In recent years, oxidative stress-related indices such as total oxidant status (TOS) and oxidative stress index (OSI) have attracted increasing attention as complementary indicators for evaluating oxidative balance in food systems. These parameters provide additional information beyond conventional antioxidant assays by reflecting the overall pro-oxidant burden of complex matrices. Natural antioxidants provide protection via multiple pathways, such as neutralizing free radicals, binding metal ions, lowering localized oxygen levels, and breaking down peroxide compounds [7]. Previous studies have indicated that the contribution of polyphenols to oxidative stability and antioxidant activity in virgin olive oil is greater than that of other antioxidant compounds [7,8]. Del Carlo et al. [7] further demonstrated that oxidative stability in EVOO depends not only on antioxidant compounds but also on the equilibrium established among oxidizing and antioxidative constituents present in the complex polyphenolic matrix of olive oil.

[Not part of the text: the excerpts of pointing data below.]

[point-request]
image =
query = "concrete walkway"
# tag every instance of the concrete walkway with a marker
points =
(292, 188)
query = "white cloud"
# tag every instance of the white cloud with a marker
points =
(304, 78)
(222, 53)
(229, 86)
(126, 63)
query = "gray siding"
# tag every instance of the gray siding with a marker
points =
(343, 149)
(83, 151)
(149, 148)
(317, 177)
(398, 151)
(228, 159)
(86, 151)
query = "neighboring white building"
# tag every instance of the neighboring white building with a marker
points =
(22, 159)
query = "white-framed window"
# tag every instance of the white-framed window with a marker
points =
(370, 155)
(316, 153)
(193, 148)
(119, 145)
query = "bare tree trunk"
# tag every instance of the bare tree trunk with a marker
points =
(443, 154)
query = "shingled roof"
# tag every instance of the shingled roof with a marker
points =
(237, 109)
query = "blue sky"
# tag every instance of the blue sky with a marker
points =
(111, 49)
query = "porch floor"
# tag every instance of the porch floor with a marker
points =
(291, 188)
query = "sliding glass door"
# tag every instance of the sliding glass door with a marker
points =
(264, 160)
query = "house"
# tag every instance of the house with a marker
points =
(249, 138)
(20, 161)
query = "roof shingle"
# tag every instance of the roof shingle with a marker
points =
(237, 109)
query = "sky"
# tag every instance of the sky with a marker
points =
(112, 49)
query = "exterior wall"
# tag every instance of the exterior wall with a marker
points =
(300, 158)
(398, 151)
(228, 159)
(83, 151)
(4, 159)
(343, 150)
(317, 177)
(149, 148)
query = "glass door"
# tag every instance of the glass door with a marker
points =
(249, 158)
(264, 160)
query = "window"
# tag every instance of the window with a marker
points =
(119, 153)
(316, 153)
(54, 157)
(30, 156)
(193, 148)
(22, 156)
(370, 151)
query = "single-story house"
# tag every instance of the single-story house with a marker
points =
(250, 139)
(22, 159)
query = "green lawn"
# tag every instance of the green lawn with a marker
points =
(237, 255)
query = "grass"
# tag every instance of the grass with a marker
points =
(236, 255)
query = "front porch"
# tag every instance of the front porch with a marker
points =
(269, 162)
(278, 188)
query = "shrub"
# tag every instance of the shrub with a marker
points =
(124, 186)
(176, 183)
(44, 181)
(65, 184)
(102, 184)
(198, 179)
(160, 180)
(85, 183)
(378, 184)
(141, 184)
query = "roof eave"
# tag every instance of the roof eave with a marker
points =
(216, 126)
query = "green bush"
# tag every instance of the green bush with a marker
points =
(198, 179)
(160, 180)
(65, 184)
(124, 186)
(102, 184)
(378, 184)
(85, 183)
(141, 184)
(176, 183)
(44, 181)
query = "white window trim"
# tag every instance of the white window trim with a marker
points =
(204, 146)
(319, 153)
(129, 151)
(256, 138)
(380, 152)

Extraction methodology also plays a critical role in the analysis of phenolic compounds and antioxidative properties sample matrix characteristics, and compound–solvent interactions directly affect extraction efficiency. Extraction efficiency of phenolic compounds is strongly influenced by solvent polarity, solvent composition, and physicochemical interactions between phenolic compounds and the sample matrix. Polar organic solvents, particularly methanol and ethanol, are among the most widely used extraction solvents for phenolic compounds because they enhance the solubilization of compounds with different polarities and facilitate disruption of phenolic–matrix interactions through hydrogen-bonding mechanisms [9,10,11,12]. Previous studies demonstrated that aqueous alcohol mixtures generally provide better extraction performance than pure water due to enhanced solubilization and recovery of phenolic compounds from complex matrices [11,13]. In olive leaf and olive-derived matrices, hydroalcoholic systems containing 50–80% methanol or ethanol are widely used for improving the recovery of phenolic compounds and antioxidant activity [13,14]. Differences between methanol–water and ethanol–water extraction systems may be associated with variations in solvent polarity and hydrogen-bonding interactions, which can influence the solubilization, recovery, and antioxidant-related properties of phenolic compounds [10,11].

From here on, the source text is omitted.